Photodiode Detecting Mains-Powered Filament Light Bulb Output as 100Hz ?!

[MikeNye]

Hi everyone,

I've been playing around with some photodiode devices (Texas Instruments OPT101) lately for a hobby project that I'm working on, and I've come across a weird phenomenon that had me baffled for a couple of days... Not quite as weird as Dave's weird oscilloscope phenomenon, but still pretty confusing for a beginner. I think I have figured out why this is occurring, but would be keen for someone more experienced to verify my findings... Read on for more info!

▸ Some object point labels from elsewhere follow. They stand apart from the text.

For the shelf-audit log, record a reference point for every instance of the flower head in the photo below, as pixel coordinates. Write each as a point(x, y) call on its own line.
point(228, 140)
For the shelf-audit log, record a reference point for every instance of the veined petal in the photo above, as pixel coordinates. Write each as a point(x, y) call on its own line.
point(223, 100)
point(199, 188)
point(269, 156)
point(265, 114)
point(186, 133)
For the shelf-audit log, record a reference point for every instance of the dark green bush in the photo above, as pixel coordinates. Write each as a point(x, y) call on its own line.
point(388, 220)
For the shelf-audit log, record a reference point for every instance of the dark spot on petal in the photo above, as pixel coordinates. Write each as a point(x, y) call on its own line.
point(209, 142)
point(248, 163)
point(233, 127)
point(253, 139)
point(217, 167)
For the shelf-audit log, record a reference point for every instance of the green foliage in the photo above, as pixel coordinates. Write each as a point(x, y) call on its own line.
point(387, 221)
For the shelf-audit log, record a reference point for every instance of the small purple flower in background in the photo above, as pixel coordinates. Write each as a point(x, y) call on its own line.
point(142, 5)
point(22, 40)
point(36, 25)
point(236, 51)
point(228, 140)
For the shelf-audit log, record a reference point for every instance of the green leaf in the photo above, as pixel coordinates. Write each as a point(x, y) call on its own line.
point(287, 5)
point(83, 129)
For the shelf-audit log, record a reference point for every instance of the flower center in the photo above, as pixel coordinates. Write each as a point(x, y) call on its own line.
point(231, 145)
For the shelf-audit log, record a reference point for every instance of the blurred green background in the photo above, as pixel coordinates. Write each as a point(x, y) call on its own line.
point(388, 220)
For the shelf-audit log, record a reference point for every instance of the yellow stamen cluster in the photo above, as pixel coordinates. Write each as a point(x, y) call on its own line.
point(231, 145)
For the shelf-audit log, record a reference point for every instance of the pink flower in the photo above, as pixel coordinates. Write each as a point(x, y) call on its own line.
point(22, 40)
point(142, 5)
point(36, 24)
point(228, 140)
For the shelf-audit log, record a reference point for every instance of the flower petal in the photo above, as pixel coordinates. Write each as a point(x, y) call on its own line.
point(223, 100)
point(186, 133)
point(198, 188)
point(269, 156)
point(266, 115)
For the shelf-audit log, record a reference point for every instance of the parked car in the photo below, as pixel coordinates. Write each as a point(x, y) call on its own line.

I have a very simple photodiode circuit (figure 5 from the OPT101 data sheet if anyone is interested), with my oscilloscope measuring the voltage created as a result of light level exposure to the photodiode.

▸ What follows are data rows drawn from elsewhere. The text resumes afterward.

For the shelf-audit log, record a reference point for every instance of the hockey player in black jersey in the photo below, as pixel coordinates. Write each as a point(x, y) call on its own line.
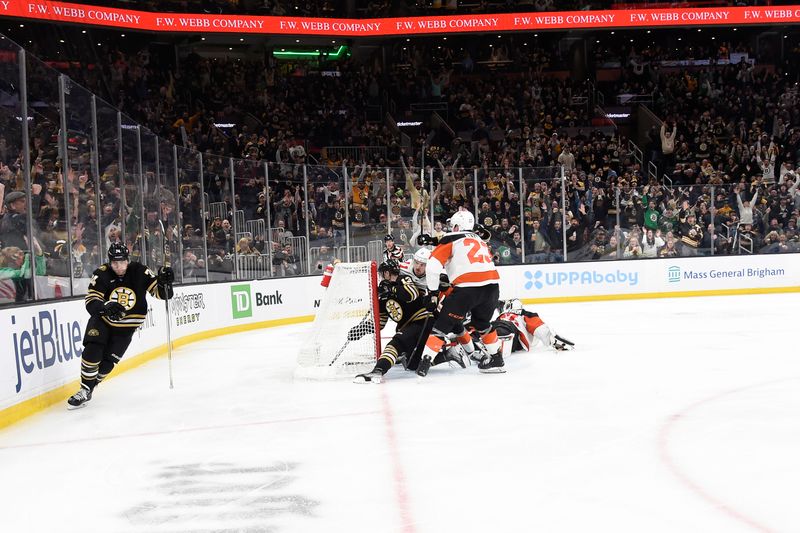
point(391, 250)
point(402, 301)
point(117, 303)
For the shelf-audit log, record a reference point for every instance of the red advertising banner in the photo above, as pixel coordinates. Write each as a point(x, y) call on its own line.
point(562, 20)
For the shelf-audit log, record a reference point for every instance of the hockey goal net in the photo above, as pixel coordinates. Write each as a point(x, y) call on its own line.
point(349, 309)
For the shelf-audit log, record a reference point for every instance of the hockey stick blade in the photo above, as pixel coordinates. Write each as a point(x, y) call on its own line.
point(565, 341)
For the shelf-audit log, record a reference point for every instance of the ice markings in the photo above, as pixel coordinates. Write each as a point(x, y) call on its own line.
point(220, 497)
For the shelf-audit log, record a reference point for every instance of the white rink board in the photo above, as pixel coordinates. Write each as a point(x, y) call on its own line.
point(649, 276)
point(34, 359)
point(41, 344)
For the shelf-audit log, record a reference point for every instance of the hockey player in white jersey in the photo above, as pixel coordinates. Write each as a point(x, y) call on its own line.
point(466, 260)
point(416, 268)
point(520, 329)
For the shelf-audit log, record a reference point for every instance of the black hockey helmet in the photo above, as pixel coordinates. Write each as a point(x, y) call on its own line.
point(117, 252)
point(391, 266)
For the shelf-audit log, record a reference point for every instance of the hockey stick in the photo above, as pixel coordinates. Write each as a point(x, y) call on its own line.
point(340, 352)
point(563, 341)
point(166, 300)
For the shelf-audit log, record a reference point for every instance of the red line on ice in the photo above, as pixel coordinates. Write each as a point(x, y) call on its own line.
point(401, 490)
point(666, 458)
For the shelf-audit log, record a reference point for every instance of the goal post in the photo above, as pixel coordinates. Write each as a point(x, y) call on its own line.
point(344, 339)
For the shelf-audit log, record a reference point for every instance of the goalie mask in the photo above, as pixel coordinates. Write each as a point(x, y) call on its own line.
point(422, 255)
point(463, 220)
point(389, 266)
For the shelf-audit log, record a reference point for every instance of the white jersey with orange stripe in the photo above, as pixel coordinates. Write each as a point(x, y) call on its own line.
point(529, 329)
point(466, 260)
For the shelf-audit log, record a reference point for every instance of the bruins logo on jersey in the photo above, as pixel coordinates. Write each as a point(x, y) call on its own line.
point(394, 310)
point(123, 296)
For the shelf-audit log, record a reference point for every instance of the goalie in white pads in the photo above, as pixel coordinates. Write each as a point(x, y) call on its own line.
point(520, 329)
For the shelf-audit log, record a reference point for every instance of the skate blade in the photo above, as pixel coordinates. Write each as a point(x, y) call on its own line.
point(495, 370)
point(361, 380)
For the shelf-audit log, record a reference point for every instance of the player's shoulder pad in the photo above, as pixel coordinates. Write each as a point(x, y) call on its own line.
point(453, 237)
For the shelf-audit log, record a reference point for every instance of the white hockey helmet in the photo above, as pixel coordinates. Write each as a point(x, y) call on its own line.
point(512, 306)
point(422, 255)
point(463, 219)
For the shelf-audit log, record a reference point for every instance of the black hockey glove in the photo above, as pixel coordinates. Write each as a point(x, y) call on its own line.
point(113, 310)
point(482, 232)
point(432, 301)
point(166, 276)
point(427, 240)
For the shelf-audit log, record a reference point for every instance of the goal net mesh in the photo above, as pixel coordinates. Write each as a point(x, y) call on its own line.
point(349, 307)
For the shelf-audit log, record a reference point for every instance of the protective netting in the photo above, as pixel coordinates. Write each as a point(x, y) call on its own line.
point(343, 340)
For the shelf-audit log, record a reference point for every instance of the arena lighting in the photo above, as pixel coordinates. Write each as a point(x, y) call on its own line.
point(303, 53)
point(44, 10)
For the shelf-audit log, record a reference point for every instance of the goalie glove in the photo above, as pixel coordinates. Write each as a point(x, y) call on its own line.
point(427, 240)
point(356, 333)
point(386, 289)
point(113, 310)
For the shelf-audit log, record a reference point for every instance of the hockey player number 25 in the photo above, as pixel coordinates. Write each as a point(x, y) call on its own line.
point(477, 252)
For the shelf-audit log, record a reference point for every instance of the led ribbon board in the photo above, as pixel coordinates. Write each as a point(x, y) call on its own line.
point(560, 20)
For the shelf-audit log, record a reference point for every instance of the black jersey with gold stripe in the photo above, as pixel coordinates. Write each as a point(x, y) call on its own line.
point(130, 291)
point(404, 303)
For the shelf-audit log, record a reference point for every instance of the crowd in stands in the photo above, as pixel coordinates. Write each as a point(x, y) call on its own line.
point(726, 157)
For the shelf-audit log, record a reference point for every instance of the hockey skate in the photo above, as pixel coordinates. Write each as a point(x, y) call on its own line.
point(374, 376)
point(492, 364)
point(424, 366)
point(480, 353)
point(79, 399)
point(456, 356)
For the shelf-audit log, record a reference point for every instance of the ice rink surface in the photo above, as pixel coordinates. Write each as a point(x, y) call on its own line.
point(669, 416)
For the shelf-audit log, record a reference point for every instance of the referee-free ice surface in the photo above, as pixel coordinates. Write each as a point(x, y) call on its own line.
point(669, 416)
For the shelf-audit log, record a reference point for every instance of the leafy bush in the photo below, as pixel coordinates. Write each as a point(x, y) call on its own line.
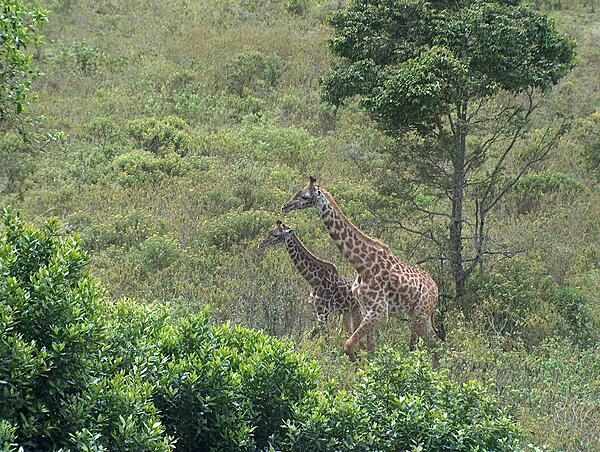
point(517, 300)
point(574, 307)
point(509, 300)
point(162, 136)
point(138, 167)
point(52, 351)
point(400, 403)
point(235, 228)
point(252, 71)
point(590, 136)
point(531, 190)
point(79, 372)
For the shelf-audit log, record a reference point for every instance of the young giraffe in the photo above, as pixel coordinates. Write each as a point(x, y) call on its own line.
point(331, 292)
point(384, 284)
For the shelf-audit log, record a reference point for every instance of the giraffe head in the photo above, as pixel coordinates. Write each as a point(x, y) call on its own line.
point(277, 235)
point(304, 198)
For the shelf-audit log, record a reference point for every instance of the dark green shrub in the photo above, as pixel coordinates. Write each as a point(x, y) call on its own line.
point(510, 300)
point(17, 163)
point(138, 167)
point(574, 307)
point(400, 403)
point(235, 228)
point(589, 134)
point(80, 373)
point(533, 188)
point(162, 136)
point(53, 351)
point(252, 71)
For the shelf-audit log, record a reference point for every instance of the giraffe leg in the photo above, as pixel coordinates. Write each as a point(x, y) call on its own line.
point(364, 330)
point(320, 315)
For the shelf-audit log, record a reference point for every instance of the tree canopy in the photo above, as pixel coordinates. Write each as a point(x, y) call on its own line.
point(18, 30)
point(430, 74)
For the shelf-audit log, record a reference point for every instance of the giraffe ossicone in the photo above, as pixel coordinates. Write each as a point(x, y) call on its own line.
point(331, 293)
point(384, 285)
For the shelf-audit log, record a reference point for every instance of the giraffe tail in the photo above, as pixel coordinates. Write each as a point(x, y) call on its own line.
point(439, 329)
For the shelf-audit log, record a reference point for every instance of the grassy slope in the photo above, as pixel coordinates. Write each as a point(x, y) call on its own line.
point(182, 224)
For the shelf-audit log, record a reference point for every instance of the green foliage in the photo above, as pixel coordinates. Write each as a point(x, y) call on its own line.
point(253, 71)
point(78, 372)
point(400, 403)
point(243, 155)
point(590, 136)
point(168, 135)
point(53, 349)
point(516, 300)
point(19, 29)
point(139, 167)
point(531, 191)
point(18, 163)
point(551, 388)
point(445, 56)
point(233, 229)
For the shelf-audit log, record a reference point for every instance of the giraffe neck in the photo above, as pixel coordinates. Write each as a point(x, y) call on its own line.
point(308, 265)
point(354, 244)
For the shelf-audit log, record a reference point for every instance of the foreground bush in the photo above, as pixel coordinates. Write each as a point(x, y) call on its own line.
point(78, 372)
point(400, 403)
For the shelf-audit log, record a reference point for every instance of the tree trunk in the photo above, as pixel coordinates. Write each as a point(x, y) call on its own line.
point(458, 194)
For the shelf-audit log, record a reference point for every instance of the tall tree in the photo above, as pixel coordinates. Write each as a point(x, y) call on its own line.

When I illuminate the photodiode with a stable light source, such as a battery powered LED, then the voltage generated by the photodiode device is flat DC - this is what I expected.

The weirdness occurs when I illuminate the photodiode with a mains-powered halogen desk lamp. Initially, the scope trace showed a sinusoid with a DC offset, which I also expected. The DC offset for the brightness of the halogen lamp, with the sinusoid being caused by the very small changes in brightness (faster than the eye can recognise) as a result of the 50Hz mains alternating current. So, I expected the sinusoid to have a frequency of 50Hz - identical to mains AC frequency.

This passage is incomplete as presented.